Sept ans et déjà plusieurs vies. Depuis sa création en 2006, l'agence La Chose a traversé quelques zones de turbulences, vu le départ de la plupart de ses fondateurs (le dernier en date, Alain Roussel, vient de quitter l'aventure), perdu un client important (Ikea), raté une grosse compétition (BMW) et gagné des budgets structurants (Skoda, Grand Optical et Générale d'optique)...
Ainsi va la vie, pas toujours facile, d'une entreprise indépendante. Mais Pascal Grégoire et Eric Tong Cuong, ses deux emblématiques fondateurs, ont le moral. Et des ambitions importantes: doubler la taille de La Chose d'ici juin 2015. L'agence, bénéficiaire, emploie actuellement 50 personnes pour 6,3 millions de marge brute et 11 millions de chiffre d'affaires.
«Nous avions raison sur la vision - une agence de publicité holistique, capable d'implémenter le digital - mais il y a eu des couacs dans l'exécution de la stratégie, par exemple sur le CRM où nous ne sommes pas parvenus à faire ce que nous voulions», reconnaît Eric Tong Cuong. Il ajoute: «Nous sommes en train de construire des cas de communication, des “business cases”. La Chose commence à être identifiée sur certains gros clients, c'est important pour le développement ultérieur de l'agence, sur son créneau de "Building-Business Partner”.»
Pour Pascal Grégoire, «l'agence est aujourd'hui crédible, elle bénéficie d'une bonne image: c'est le moment de passer la deuxième». Pour ce faire, le duo s'est adjoint un copilote en la personne de Jean-Baptiste Lucas, nommé au poste nouvellement créé de directeur général. Ce quadragénaire est un pur produit de BETC où il a fait l'essentiel de sa carrière depuis 1997, travaillant notamment sur Ricard, la Française des jeux et Peugeot.
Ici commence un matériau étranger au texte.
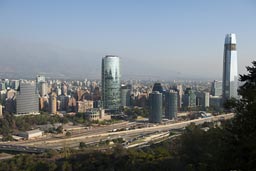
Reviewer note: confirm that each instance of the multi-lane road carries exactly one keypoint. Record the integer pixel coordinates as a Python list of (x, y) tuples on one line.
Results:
[(103, 133)]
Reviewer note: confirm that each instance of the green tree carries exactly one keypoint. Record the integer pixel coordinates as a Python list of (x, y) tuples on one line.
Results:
[(243, 127)]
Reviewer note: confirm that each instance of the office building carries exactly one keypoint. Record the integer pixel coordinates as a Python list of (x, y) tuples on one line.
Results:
[(155, 107), (171, 104), (39, 79), (205, 100), (53, 103), (27, 101), (158, 87), (111, 86), (43, 89), (230, 74), (216, 88), (189, 98), (1, 111), (126, 95), (179, 89)]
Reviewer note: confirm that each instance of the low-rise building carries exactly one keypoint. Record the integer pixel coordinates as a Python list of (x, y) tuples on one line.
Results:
[(31, 134), (97, 114)]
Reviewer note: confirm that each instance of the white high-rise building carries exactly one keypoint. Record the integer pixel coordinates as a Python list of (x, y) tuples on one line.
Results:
[(111, 85), (230, 74)]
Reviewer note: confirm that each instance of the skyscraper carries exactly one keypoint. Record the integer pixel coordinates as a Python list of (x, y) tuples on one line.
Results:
[(230, 75), (27, 101), (171, 104), (39, 79), (155, 107), (126, 95), (111, 85), (216, 88), (189, 98)]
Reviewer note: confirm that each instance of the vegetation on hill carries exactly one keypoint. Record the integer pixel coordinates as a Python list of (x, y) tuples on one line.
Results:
[(231, 146)]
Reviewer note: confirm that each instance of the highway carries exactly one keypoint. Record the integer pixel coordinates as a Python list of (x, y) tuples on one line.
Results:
[(102, 133)]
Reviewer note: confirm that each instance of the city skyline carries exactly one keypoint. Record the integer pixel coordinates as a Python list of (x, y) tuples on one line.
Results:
[(159, 40)]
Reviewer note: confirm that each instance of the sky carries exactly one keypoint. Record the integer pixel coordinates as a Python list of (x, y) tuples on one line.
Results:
[(160, 39)]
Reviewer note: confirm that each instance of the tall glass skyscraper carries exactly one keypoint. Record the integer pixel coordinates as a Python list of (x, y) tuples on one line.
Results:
[(111, 86), (155, 107), (230, 74)]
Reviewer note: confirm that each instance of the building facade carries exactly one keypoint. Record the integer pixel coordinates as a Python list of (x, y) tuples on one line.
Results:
[(171, 104), (230, 73), (216, 88), (126, 95), (111, 86), (27, 101), (155, 107)]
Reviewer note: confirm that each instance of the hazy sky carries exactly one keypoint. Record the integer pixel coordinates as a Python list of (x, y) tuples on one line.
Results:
[(168, 39)]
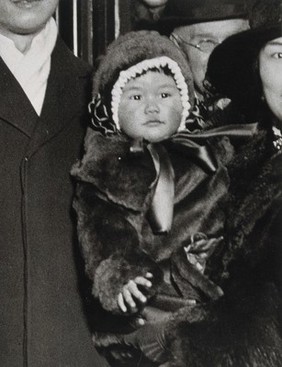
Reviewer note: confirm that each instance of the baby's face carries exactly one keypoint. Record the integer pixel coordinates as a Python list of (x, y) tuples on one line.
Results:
[(150, 107)]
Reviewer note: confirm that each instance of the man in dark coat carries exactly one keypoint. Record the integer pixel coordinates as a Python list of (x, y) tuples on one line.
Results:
[(42, 320)]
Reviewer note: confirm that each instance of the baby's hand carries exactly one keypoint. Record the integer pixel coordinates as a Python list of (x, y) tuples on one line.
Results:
[(130, 293)]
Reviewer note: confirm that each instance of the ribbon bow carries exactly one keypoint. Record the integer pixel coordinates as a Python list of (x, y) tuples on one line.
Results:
[(160, 214)]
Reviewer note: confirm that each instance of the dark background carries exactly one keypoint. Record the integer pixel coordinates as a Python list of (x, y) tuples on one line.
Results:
[(88, 26)]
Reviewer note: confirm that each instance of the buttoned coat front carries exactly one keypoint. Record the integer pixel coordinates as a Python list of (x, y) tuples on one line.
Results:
[(42, 319)]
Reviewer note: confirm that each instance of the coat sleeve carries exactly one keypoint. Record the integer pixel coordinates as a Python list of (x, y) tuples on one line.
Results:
[(110, 246)]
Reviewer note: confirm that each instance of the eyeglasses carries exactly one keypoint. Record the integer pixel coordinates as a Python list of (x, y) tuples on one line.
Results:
[(205, 45)]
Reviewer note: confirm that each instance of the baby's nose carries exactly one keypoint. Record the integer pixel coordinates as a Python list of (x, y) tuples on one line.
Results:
[(152, 106)]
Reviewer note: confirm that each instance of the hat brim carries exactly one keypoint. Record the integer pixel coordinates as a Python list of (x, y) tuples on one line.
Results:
[(230, 67), (166, 25)]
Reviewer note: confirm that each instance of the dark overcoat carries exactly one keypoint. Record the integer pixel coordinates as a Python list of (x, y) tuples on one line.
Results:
[(42, 319)]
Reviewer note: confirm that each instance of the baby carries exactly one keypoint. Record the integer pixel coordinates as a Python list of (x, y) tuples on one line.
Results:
[(148, 195)]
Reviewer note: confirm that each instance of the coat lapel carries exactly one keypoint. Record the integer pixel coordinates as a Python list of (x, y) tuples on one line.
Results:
[(12, 95), (63, 97)]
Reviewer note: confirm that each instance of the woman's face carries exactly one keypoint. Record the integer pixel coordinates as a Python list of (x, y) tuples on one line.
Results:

Jean-Baptiste Lucas éprouvait l'envie de «changer de style d'entreprise». «Le plus souvent, les agences conseillent leurs clients sans qu'elles se remettent elles-mêmes en cause. Elles fonctionnent la plupart du temps par cumul de compétences, ce qui nuit à l'agilité et à la rapidité nécessaires. L'intégration est devenue clé, or il faut pour cela limiter le nombre d'étapes et d'intervenants», note ce publicitaire habitué à manier et à agencer tous les moyens de communication, de l'édition au digital, de la publicité au CRM.
L'intégration, un vœu pieux? «Ça bouge chez les clients, soutient Jean-Baptiste Lucas, même si l'on rencontre des résistances: les tests, les moyennes de performance, etc., tout un système de réassurance à tous les étages. On manque encore de référentiels quant à l'efficacité de ces démarches et approches nouvelles. Mais l'obligation de résultat va dépasser la trouille...»
Le recrutement d'un directeur général ne signifie nullement que les deux fondateurs de La Chose prennent du recul. Ils demeurent opérationnels tout en se consacrant davantage au développement. Eric Tong Cuong va également se concentrer sur le prochain lancement d'un pôle luxe (l'agence, qui travaille depuis longtemps pour Maison Martin Margiela, lancera en septembre un nouveau parfum Fendi via une campagne print mondiale shootée par Jean-Baptiste Mondino).
Pascal Grégoire, lui, va développer la filiale production, baptisée Das Ding («The Thing était déposé», glisse le créatif dans un sourire). Cette société de production réalise tout le print et plusieurs films de La Chose; elle a aussi vocation à travailler dans l'univers des jeux, des applis, du clip, et même du cinéma (elle est associée au projet long-métrage de Laetitia Masson, dont la sortie est prévue pour septembre).
Encadré
Le tour de table d'une agence indépendante
Le départ d'Alain Roussel ne modifie pas le tour de table de La Chose, assure Eric Tong Cuong. Il reste actionnaire (14%) aux côtés d'Eric Tong Cuong et Pascal Grégoire (61% ensemble), Stéphane Richard, le président d'Orange (20% à titre personnel), Barka Zérouali, directrice de la communication (3%) et Sylvie Dao, directrice financière (2%). Jean-Baptiste Lucas, nouvellement directeur général, a vocation à devenir associé.